Our brain’s ability to organize action plans

How are the relations between different action plans organized and structured in the brain to support our rich behavioural repertoire? Irina Barnaveli and Christian Doeller together with Simone Viganò and Daniel Reznik from the Max Planck Institute for Human Cognitive and Brain Sciences and with Patrick Haggard from the Institute of Cognitive Neuroscience, University College London, argue in their recent study that the brain organizes action-outcome associations in a cognitive map-like structure. The researchers further demonstrate in their study, published in Nature Communications, that these cognitive maps, located in the hippocampal system, communicate with the motor system during action evaluation, suggesting that goal-directed action planning skills rely on multiple neural systems.
 

• The study by researchers from the Max Planck Institute for Human Cognitive and Brain Sciences and University College London explores how the brain organizes action plans using a cognitive map-like structure.
• The researchers found that these cognitive maps, located in the hippocampal system, interact with the motor system during action evaluation, indicating that goal-directed action planning involves multiple neural systems.
• The study highlights the human ability to form associations between actions and outcomes, which helps in selecting the most appropriate action from a diverse range of options.Using immersive virtual reality, participants learned to control a virtual ball and later compared their actions while their brain activity was monitored, revealing patterns consistent with cognitive mapping.

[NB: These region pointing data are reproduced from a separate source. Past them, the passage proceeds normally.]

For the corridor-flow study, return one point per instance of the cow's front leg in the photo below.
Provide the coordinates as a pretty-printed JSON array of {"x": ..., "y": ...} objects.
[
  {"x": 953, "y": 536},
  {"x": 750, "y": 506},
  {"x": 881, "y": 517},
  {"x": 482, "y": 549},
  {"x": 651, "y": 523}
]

The human capacity to develop a diverse and highly complex repertoire of action plans is truly remarkable. Many of our behaviours are rooted in associations between actions and their outcomes, which we form and leverage flexibly. For instance, the same keypress action can lead to different outcomes depending on whether it's performed on a computer keyboard, a radio, or another context. We often have multiple alternative choices, so that action selection requires comparing across available action-outcomes, which is a non-trivial and taxing problem.

“How do we compare the many action plans stored in memory and select the most appropriate one? We propose that these action-outcome associations could be organized in a cognitive map within the hippocampal system, potentially supporting efficient action selection within the rich human behavioural repertoire” explains Irina Barnaveli, first author of the study. “The hippocampus is a part of the brain involved in forming memories and navigating in space. Navigation relies heavily on the creation of maps of space. Our study suggests that we create similar maps for organizing and selecting action plans, linking perception to action.”

In the immersive virtual reality, participants performed a motor interaction task, in which they learned how to control the flying and catching of a virtual ball using different actions. Later, they compared learned actions while their brain activity was monitored using functional magnetic resonance imaging (fMRI). The scientists found patterns of brain activity that are typically interpreted as signatures of 'cognitive mapping', suggesting that the brain abstracts and organizes action plans in a map-like representation. This map is also evident from participants’ behaviour: the closer the actions are within the hypothesised map, the more similar they are perceived by the participants. Crucially, this cognitive map in the hippocampal system exchanges information with the motor system to relate multiple action plans to each other.

“The map-like representations might therefore represent how humans interact with their environment in a very general sense, well beyond the specific case of spatial navigation. By supporting action selection, cognitive maps could contribute to optimizing the acquisition and exploitation of a wide repertoire of action plans. This discovery further challenges the classical distinction between declarative and procedural memory, suggesting that goal-directed actions rely on multiple neural systems that integrate action generation, motor planning, and memory”, concludes Christian Doeller, last author of the study.